Information Permanent Secretary Dr Bitange Ndemo has forecast that portability – which enables subscribers to migrate to their preferred operator and still retain their original number – will be undermined by the fact that many Kenyans already have more than one handset and Subscriber Identity Module (SIM) cards which enable them to enjoy the services of two or more service providers.

"It (number portability) fails everywhere but we had to do it. People have many phones and so why would they move when they are already customers in the various networks? I cannot see it succeeding," he said matter-of-factly.

Out of the 62 countries that have introduced number portability, few have seen more than 30 percent of subscribers in the markets using the service.

Besides the phenomenon of subscribers holding two SIM cards, there is also the issue of long delays before porting and the porting fee which locally has been capped at Sh200 – way above the cost of a new SIM card.

Statistics seem to validate the PS\’s projection given that since the implementation kicked off on April 1, only 300 Kenyans have used the service.

Should it fail to work, the PS added that the mobile phone operators should not blame the government since they should have undertaken a market assessment to determine the viability of the system before it was rolled out.

"Those who invested had a business case. The government responded to their (operators) appeal to have the policy on number portability; we cannot tell you what is a good business.  It\’s up to them now to see how to do it," he emphasised.

Last week, the Communications Commission of Kenya (CCK) said the implementation of the service was meant to provide the infrastructure to Kenyans wishing to migrate to other networks while avoiding the inconveniences associated with moving and in effect enhance competition in the industry.

"It is not our intention to make people port. Our primary aim is to provide the feature and make it available so that people can use it at their own convenience," said CCK Assistant Director of Licensing Christopher Kemei.

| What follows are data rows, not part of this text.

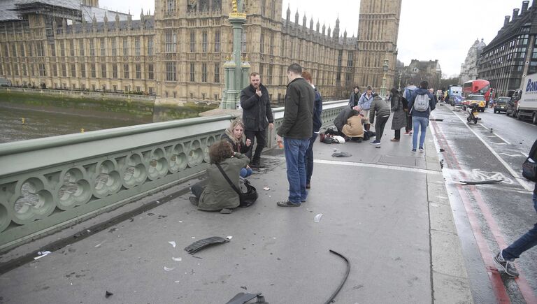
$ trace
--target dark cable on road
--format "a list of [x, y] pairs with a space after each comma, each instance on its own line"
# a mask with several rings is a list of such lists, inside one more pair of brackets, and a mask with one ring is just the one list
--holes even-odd
[[343, 280], [341, 281], [341, 283], [338, 287], [338, 289], [336, 289], [336, 291], [334, 291], [331, 296], [330, 296], [330, 298], [328, 299], [327, 301], [324, 302], [324, 304], [329, 304], [332, 303], [332, 301], [334, 301], [334, 298], [336, 298], [336, 296], [338, 295], [338, 293], [339, 293], [339, 291], [341, 290], [341, 287], [343, 287], [343, 284], [347, 281], [347, 278], [349, 277], [349, 273], [350, 272], [350, 263], [349, 262], [349, 259], [345, 257], [345, 256], [343, 256], [343, 254], [336, 252], [332, 249], [329, 249], [329, 251], [330, 252], [337, 256], [339, 256], [340, 257], [341, 257], [341, 259], [344, 259], [345, 262], [347, 262], [347, 271], [345, 273], [345, 277], [343, 277]]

Mr Kemei was also quick to point out that the success rate of the service should not be measured against the number of customers who port but by the quality of infrastructure and the competitiveness that will be generated in the telecoms sector.

It\’s only the first week since the implementation kicked off and only time will tell whether it will be successful or not.

And as this gets underway, Porting Access, the firm that is carrying out the exercise has asked mobile operators to develop databases of their customers which would enable it to determine the validity of those customers wishing to migrate and which would in effect make porting process more convenient.